Reducing native shrubs by half

By February 17, 2020 No Comments

It’s common in landscape maintenance to get owner requests. Like the shrub request examined in this blog post. And in this case, I had enough time to do it and it didn’t derail our plans for the day.

When requests are more involved and there is a chance they could derail your plans for the day, politely decline, make a note of them and do them as soon as possible.

Boxed in by Indian plums

The owner saw me working in a dry river bed in front of her unit and cried about being boxed in by her horrible shrubs. She meant Indian plum (Oemleria cerasiformis), a Pacific Northwest native with beautiful flowers and edible plums. (Cerasiformis means cherry-shaped.)

The other two offenders were dogwoods (Cornus) and one willow (Salix).

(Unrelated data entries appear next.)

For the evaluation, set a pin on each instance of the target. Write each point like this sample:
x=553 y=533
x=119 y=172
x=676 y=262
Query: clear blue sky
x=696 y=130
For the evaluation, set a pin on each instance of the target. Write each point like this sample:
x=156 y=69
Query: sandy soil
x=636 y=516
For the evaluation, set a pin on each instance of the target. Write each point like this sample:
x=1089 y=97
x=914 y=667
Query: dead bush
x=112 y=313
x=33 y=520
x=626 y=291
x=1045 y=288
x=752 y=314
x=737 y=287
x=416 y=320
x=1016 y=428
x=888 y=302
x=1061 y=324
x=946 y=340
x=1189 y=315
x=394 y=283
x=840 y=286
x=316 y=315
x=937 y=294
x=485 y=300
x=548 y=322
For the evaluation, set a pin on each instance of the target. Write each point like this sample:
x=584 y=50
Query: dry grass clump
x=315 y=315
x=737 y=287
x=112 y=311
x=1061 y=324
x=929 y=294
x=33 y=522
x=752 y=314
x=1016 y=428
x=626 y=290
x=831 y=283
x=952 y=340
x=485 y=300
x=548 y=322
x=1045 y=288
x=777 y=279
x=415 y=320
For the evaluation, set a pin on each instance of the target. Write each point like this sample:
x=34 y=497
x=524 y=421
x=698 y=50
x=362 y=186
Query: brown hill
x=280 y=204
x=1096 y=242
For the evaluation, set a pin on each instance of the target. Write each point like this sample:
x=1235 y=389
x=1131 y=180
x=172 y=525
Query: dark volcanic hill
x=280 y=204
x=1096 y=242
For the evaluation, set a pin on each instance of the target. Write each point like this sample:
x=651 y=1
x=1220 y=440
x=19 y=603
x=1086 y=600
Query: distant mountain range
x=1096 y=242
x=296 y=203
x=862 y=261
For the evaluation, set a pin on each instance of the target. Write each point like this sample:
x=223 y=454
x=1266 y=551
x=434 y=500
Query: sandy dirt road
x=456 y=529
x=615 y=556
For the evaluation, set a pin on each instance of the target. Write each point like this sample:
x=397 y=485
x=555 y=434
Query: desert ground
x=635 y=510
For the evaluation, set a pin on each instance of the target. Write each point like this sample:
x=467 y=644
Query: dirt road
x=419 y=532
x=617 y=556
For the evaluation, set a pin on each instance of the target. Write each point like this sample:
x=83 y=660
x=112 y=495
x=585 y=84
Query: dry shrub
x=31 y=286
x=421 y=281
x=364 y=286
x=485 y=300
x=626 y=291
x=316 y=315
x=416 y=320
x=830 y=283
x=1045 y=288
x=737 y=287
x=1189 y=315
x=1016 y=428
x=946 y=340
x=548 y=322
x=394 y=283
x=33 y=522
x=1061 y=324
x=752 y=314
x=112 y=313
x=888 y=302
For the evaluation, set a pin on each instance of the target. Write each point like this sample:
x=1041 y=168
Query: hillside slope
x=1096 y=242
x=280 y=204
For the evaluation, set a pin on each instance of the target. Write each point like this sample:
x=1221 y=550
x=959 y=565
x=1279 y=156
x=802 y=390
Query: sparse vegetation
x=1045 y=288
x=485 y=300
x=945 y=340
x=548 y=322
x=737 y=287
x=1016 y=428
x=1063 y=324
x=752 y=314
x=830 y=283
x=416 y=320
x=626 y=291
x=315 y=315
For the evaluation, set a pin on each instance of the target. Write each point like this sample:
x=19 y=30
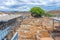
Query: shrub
x=37 y=12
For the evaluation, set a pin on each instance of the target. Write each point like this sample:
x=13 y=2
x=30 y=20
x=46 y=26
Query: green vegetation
x=39 y=12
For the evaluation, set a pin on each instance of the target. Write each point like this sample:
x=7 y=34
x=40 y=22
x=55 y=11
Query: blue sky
x=25 y=5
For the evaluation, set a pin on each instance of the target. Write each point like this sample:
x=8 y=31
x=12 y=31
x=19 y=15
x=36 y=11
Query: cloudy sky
x=25 y=5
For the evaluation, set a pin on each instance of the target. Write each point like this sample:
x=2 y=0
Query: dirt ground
x=36 y=29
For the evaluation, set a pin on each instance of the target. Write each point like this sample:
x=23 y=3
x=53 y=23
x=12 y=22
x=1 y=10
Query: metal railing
x=15 y=37
x=4 y=32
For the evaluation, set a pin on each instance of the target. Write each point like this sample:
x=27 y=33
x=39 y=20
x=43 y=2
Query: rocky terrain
x=35 y=29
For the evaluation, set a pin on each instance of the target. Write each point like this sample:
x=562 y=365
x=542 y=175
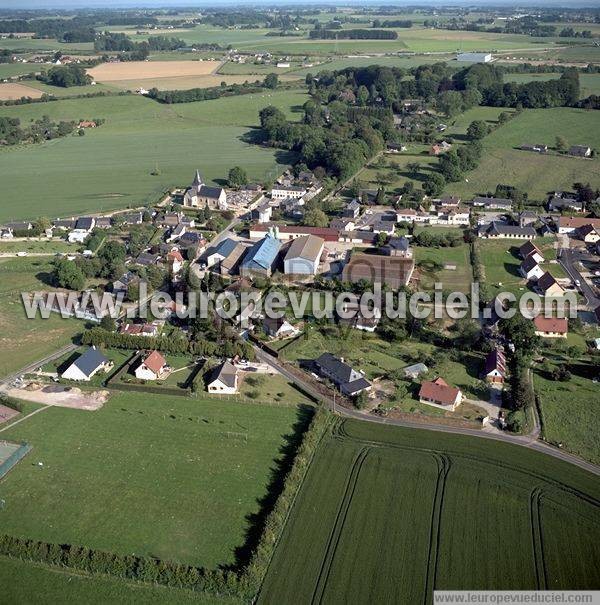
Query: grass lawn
x=570 y=412
x=110 y=167
x=147 y=474
x=26 y=582
x=401 y=497
x=431 y=262
x=23 y=340
x=537 y=174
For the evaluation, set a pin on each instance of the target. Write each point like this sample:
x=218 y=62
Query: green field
x=433 y=511
x=174 y=478
x=51 y=585
x=21 y=340
x=536 y=174
x=111 y=166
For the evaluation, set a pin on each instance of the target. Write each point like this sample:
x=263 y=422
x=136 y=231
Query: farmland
x=147 y=474
x=111 y=166
x=20 y=340
x=403 y=496
x=537 y=174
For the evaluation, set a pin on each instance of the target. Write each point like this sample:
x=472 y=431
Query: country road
x=529 y=441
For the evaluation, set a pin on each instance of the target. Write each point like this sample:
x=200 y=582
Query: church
x=200 y=195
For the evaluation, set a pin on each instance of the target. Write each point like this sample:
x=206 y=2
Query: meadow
x=406 y=504
x=111 y=166
x=534 y=173
x=21 y=340
x=175 y=479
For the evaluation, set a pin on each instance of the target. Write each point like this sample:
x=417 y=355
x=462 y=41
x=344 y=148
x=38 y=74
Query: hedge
x=244 y=584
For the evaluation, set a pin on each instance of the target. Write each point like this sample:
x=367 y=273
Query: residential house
x=87 y=365
x=589 y=234
x=393 y=271
x=344 y=377
x=223 y=379
x=261 y=258
x=200 y=195
x=495 y=367
x=351 y=209
x=530 y=270
x=551 y=327
x=527 y=218
x=83 y=228
x=415 y=370
x=153 y=366
x=569 y=224
x=304 y=255
x=397 y=246
x=580 y=151
x=440 y=395
x=278 y=327
x=282 y=192
x=530 y=249
x=548 y=286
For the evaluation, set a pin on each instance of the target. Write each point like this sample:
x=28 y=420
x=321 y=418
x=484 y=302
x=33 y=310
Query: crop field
x=148 y=474
x=20 y=338
x=9 y=91
x=392 y=502
x=111 y=166
x=534 y=173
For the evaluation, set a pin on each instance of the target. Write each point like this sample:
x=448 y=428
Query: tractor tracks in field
x=444 y=463
x=338 y=526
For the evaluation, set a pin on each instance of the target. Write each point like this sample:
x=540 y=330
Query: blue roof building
x=261 y=258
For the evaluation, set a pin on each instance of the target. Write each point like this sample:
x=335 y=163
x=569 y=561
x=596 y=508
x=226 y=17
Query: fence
x=20 y=451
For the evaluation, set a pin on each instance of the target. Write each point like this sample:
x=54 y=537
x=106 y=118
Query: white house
x=223 y=380
x=87 y=365
x=152 y=367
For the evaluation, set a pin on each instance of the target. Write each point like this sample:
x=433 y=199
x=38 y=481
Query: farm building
x=304 y=255
x=87 y=365
x=223 y=380
x=440 y=394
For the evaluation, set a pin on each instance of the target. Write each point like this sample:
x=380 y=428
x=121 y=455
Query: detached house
x=86 y=366
x=344 y=377
x=440 y=395
x=530 y=270
x=551 y=327
x=152 y=367
x=495 y=367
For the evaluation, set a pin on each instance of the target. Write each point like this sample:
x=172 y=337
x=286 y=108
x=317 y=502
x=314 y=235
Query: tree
x=271 y=81
x=434 y=185
x=477 y=130
x=315 y=218
x=237 y=177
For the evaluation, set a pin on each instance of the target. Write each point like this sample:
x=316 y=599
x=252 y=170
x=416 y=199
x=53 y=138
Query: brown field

All three shrubs grow really well, so well, they block the lady’s windows when they flush out with new growth. She wanted them reduced by roughly one half. Considering it was a mild mid-February day, it was OK to do this job. Quickly. I still had a crew to rejoin and lead.

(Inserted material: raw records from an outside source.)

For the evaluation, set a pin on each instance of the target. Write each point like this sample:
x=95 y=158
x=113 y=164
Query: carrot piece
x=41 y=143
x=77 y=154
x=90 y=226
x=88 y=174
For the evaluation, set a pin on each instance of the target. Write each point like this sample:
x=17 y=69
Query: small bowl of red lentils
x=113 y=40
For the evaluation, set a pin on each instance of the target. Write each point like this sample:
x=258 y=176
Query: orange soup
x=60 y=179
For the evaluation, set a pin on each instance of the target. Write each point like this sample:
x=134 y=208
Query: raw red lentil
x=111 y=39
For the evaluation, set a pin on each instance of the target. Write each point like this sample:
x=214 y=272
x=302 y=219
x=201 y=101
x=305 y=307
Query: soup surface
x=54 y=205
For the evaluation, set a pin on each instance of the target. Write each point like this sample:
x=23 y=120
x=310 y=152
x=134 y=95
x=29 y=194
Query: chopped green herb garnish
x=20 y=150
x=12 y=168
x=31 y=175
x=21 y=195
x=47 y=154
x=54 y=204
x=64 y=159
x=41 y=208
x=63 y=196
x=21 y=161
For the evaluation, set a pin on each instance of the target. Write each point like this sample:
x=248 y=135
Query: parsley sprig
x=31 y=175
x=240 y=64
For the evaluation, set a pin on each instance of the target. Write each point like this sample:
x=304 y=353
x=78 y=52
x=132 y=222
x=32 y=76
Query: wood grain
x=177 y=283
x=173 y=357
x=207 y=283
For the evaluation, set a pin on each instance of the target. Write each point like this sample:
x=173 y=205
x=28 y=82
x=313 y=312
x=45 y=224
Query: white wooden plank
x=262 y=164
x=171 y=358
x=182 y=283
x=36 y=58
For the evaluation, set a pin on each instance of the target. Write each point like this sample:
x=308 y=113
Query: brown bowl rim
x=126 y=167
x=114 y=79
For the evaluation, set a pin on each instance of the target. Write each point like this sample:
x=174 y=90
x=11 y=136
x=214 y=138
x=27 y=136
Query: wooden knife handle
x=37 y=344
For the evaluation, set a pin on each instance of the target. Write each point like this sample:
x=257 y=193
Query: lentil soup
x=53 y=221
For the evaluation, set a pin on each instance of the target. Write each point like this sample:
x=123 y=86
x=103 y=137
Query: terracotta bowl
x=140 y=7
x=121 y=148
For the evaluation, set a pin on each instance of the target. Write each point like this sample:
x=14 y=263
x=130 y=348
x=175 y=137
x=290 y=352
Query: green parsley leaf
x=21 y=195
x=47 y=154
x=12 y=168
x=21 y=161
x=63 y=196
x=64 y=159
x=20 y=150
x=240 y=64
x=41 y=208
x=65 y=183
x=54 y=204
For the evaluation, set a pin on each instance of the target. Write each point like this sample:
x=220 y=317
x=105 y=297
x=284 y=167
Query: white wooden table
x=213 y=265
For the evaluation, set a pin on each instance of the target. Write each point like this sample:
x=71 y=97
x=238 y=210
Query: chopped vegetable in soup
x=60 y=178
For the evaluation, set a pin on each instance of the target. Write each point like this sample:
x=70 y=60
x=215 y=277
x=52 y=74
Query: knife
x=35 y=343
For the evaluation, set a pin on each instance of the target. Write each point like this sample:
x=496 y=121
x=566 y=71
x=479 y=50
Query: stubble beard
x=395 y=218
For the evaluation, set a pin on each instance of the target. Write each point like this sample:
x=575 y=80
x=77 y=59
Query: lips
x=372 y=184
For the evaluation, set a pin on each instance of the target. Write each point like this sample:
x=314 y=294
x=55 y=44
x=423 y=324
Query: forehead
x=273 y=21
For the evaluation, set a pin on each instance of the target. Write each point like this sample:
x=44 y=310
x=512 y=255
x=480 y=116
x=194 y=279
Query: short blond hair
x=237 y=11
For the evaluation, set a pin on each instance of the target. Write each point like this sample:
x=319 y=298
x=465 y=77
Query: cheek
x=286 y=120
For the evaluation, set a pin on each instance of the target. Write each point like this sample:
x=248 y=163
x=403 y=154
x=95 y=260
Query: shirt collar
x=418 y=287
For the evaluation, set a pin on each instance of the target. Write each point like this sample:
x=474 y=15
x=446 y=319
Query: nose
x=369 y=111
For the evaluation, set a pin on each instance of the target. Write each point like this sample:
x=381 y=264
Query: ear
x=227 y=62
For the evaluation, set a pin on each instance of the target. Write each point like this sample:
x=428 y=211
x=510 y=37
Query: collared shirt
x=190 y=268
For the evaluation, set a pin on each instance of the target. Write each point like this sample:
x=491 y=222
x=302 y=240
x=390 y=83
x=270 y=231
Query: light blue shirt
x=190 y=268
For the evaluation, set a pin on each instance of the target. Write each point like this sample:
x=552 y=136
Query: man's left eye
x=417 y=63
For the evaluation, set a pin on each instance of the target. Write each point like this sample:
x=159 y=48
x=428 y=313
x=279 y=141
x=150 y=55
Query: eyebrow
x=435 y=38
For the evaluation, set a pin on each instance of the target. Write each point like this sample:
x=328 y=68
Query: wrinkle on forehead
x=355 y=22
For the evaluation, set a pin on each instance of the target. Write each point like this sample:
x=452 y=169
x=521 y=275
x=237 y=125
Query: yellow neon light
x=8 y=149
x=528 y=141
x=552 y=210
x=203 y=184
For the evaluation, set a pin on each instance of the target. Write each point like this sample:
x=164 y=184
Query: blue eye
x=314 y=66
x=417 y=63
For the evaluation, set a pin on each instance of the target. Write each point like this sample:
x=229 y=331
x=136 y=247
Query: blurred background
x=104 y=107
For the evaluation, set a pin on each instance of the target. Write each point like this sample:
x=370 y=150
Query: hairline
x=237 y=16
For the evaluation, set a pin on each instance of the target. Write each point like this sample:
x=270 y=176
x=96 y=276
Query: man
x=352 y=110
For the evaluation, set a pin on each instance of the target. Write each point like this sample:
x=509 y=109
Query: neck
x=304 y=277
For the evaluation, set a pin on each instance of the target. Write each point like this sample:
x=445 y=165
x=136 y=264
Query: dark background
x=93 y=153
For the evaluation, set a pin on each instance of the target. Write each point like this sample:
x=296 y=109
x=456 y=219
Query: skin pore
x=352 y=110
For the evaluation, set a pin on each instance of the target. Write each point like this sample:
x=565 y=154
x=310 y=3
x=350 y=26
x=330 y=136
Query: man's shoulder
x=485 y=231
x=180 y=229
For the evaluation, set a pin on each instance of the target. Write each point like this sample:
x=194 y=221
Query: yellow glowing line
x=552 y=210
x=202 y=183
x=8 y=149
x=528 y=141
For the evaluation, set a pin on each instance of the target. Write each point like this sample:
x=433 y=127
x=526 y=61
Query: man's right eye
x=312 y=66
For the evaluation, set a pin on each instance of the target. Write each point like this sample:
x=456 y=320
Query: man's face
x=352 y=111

I had brand new Felco4 snips but I would recommend a hand saw and loppers for the willow and Indian plums.

The idea is to reduce the shrubs by one half but it should still look natural. To achieve a natural look, try to stagger the cuts so they’re not all made at the same height. That’s what happens when we use machines.

This is also a good time to take out some of the big dogwood canes. Identify the biggest cane and flush cut it at ground level. You can eliminate the biggest canes over a few seasons. Don’t rush this.

Left: original height, Right: reduced by half.

Reduced by half. Only clean-up remains.


The owner came out to thank me before I even finished the job. People appreciate it when you pay attention to their requests. I told her last week I would attempt this week, and I did. She’s happy and I can move on to other sections on site.